Entre rolagens de dívidas e dinheiro novo, o Brasil precisa, em média, de US$ 4 bilhões por mês. Não há cobertura, nos próximos seis meses, para essa necessidade de financiamento. Há um buraco difícil de estimar (provavelmente entre US$ 12 bilhões e US$ 14 bilhões) que, se for integralmente coberto pelas reservas do Banco Central, nos deixará com um nível de liquidez muito baixo e vulnerável. Isso não é aceitável. Nessas contas, obviamente, não está considerada a hipótese de uma corrida maciça ao dólar por parte de empresas e investidores locais e de subsidiárias estrangeiras. Há indícios apenas do início de um movimento extraordinário de saída de capitais pelas contas CC-5 e de aceleração da remessa de lucros e dividendos ao exterior. Esse movimento não pode agravar-se sob pena de provocar um colapso imediato da solvência cambial. Para evitar isso, é imprescindível que surja o quanto antes uma mudança de atitude por parte dos bancos internacionais.
Essa mudança não ocorrerá espontaneamente, pois todos os bancos sabem que o movimento de fuga do Brasil se generalizou entre os seus pares. Assim, se qualquer um deles resolvesse voltar a dar crédito ao país, correria o risco de financiar a saída de seus concorrentes. Por isso a única forma de retomar o crédito é por meio de uma iniciativa coordenada por uma autoridade pública, no caso o Fed (Federal Reserve) e/ou o Departamento do Tesouro dos Estados Unidos. Essa coordenação precisaria ainda incluir os bancos e as autoridades européias e poderia funcionar para o restabelecimento das linhas comerciais, mais concentradas num número restrito de bancos. Aliás, é irracional a retirada dessas linhas a partir do "default" da Argentina, pois, no caso brasileiro, elas não oferecem risco relevante e são ademais bastante rentáveis para os credores. Já no caso da renovação dos bônus brasileiros, públicos e privados, o problema de coordenação é bem mais complicado, dado que seus detentores são fundos e investidores bastante pulverizados.

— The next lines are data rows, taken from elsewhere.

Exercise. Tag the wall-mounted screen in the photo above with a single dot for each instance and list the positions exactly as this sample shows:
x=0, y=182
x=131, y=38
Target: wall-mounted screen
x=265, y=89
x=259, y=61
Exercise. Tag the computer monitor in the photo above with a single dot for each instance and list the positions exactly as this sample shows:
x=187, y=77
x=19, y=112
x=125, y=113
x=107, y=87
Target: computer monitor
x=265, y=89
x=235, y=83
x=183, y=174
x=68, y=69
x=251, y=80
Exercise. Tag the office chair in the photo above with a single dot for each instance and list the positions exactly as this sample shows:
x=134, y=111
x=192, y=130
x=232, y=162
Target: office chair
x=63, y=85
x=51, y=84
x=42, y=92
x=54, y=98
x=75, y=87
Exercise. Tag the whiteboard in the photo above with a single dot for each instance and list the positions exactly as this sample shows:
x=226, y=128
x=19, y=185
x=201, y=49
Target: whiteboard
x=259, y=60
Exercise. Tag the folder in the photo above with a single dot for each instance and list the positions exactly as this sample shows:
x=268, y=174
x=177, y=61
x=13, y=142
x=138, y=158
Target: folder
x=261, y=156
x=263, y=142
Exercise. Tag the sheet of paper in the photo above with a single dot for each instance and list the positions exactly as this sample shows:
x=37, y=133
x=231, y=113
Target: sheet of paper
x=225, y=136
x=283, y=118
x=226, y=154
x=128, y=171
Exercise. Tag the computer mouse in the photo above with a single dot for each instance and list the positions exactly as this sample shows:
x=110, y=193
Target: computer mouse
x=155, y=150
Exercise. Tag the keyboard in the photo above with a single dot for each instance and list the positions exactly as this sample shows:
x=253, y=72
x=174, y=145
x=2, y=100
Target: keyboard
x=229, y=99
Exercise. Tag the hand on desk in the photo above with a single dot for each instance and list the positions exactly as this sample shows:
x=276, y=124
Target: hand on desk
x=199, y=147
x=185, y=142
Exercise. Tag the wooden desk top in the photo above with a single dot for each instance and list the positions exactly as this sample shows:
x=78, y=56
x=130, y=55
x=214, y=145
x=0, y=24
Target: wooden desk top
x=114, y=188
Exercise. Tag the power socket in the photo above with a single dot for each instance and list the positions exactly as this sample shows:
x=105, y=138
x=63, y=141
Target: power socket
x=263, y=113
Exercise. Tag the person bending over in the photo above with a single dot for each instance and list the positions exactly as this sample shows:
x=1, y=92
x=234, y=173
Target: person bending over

Em vez de pressionar os candidatos à Presidência -que, bem ou mal, já sinalizaram a aceitação do acordo com o FMI-, o governo brasileiro e o Banco Central deveriam empenhar-se, com energia e veemência, em obter das autoridades monetárias do G-3 (Banco de Compensações Internacionais -BIS-, Fed e bancos centrais europeus) uma revisão da recente reclassificação do risco dos papéis das economias emergentes, que obrigou os bancos a detonarem os títulos brasileiros. Sem que haja, imediatamente, uma mudança desses critérios, será vã a tentativa de coordenar os bancos e mercados. Além disso, o governo deveria, enfim, tomar iniciativas efetivas no campo tributário e de crédito para financiar, em reais, os processos de exportação.
Algumas lições precisam ser extraídas desse episódio maligno: 1) o Banco Central e a equipe do Ministério da Fazenda não perceberam e não souberam antecipar os efeitos negativos do endurecimento dos critérios de regulação de riscos por parte das autoridades monetárias dos países desenvolvidos; 2) fica, uma vez mais, explicitado o custo da vulnerabilidade das nossas contas externas, fato que o atual governo e a equipe econômica negligenciaram em corrigir nos últimos anos, confiando nos investimentos diretos e no efeito espontâneo da flutuação da taxa de câmbio sobre a balança comercial; 3) fica também visível o quão perigoso para o país é depender de bancos estrangeiros, sujeitos a regulamentações, motivações e percepções de risco que não levam em conta as nossas reais potencialidades.


Luciano Coutinho, 54, é professor titular do Instituto de Economia da Universidade de Campinas (Unicamp). Foi secretário-geral do Ministério da Ciência e Tecnologia (1985-88).